Àjọkẹ́ Bọ́dúndé is a Nigerian writer and editor. Her work draws from the well of Yorùbá tradition, rooted in a vibrant celebration of womanhood as whole and powerful. Through poetry, she aims to engage in conversations around gender, power, societal structures, and exclusion. Her work explores the experiences of women, their complex and multigenerational relationships with one another, and the patriarchy. Àjọkẹ́’s poetry has appeared in Aké Review (2017), The White Review (2023) and is forthcoming in Black Joy Unbound: An Anthology (2023). She has been shortlisted for the Merky New Writers’ Prize (2019) and The White Review Poet’s Prize (2023). Àjọkẹ́ obtained a bachelor’s degree in law from Durham University and an MSc in Gender Studies from The London School of Economics and Political Science (LSE). In recent times, she has begun working on her debut collection of poems and long form narrative threading through familial experiences to give prose to the realities of young women navigating personhood and notions of freedom in cultures where autonomy is taboo.
Where do you write?
Inside moving vehicles, on a desk or in bed.

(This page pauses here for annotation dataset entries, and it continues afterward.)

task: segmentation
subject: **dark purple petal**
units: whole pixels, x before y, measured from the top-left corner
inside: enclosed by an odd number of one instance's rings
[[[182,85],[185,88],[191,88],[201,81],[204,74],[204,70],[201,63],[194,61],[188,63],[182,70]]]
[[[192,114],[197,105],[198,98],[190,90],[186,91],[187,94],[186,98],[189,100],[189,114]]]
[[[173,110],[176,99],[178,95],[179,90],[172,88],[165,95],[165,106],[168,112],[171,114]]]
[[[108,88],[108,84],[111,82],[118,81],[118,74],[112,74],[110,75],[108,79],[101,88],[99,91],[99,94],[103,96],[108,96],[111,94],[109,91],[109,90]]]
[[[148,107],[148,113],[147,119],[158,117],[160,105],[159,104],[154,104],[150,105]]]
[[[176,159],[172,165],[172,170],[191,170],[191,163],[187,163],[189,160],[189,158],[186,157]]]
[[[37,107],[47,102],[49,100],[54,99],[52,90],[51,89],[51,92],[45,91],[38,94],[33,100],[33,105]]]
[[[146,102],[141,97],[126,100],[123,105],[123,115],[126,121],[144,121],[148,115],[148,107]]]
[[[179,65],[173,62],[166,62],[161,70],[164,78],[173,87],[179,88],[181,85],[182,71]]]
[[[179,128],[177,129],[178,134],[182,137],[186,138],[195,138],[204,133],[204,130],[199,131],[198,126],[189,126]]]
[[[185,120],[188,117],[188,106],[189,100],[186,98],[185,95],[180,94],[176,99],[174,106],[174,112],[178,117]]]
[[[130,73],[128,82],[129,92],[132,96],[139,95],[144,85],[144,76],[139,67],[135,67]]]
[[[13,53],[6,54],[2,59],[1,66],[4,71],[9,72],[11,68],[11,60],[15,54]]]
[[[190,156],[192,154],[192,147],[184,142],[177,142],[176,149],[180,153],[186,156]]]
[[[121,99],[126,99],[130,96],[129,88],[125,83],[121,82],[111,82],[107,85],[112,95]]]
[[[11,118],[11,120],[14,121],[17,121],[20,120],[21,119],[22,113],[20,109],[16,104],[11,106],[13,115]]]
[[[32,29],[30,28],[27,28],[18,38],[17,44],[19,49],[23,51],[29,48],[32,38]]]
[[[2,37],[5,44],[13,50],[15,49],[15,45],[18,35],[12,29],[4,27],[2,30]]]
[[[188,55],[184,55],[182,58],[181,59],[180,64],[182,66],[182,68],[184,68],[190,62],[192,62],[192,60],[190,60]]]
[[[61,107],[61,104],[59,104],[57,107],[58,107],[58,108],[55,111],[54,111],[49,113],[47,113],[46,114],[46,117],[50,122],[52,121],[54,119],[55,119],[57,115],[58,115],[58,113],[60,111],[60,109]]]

What can we always find on your desk?
Books and sticky notes.
Morning writer or late-night words?
Whenever the writing bug bites.
Coffee, tea, nibbles?
Tea.
What's your most tempting distraction?
Music.
What's that we hear on the speakers?
Nothing. Multi-tasking is not my forte.
Have you got any pre-writing rituals?
Reading, a lot of thinking and gazing.
Perfect bookshop to hide on a rainy day?
The closest one.
What's your most treasured book?
There are two of them: Transcendent Kingdom by Yaa Gyasi and Ghana Must Go by Taiye Selasi.
Favourite word in the English language?
Hieroglyphics.
Dream writing location?
Oprah’s garden.
Three writers (dead or alive) to have dinner with?
Maya Angelou, Sylvia Wynter, and bell hooks.
One poem that has changed your life:
Be Nobody’s Darling by Alice Walker.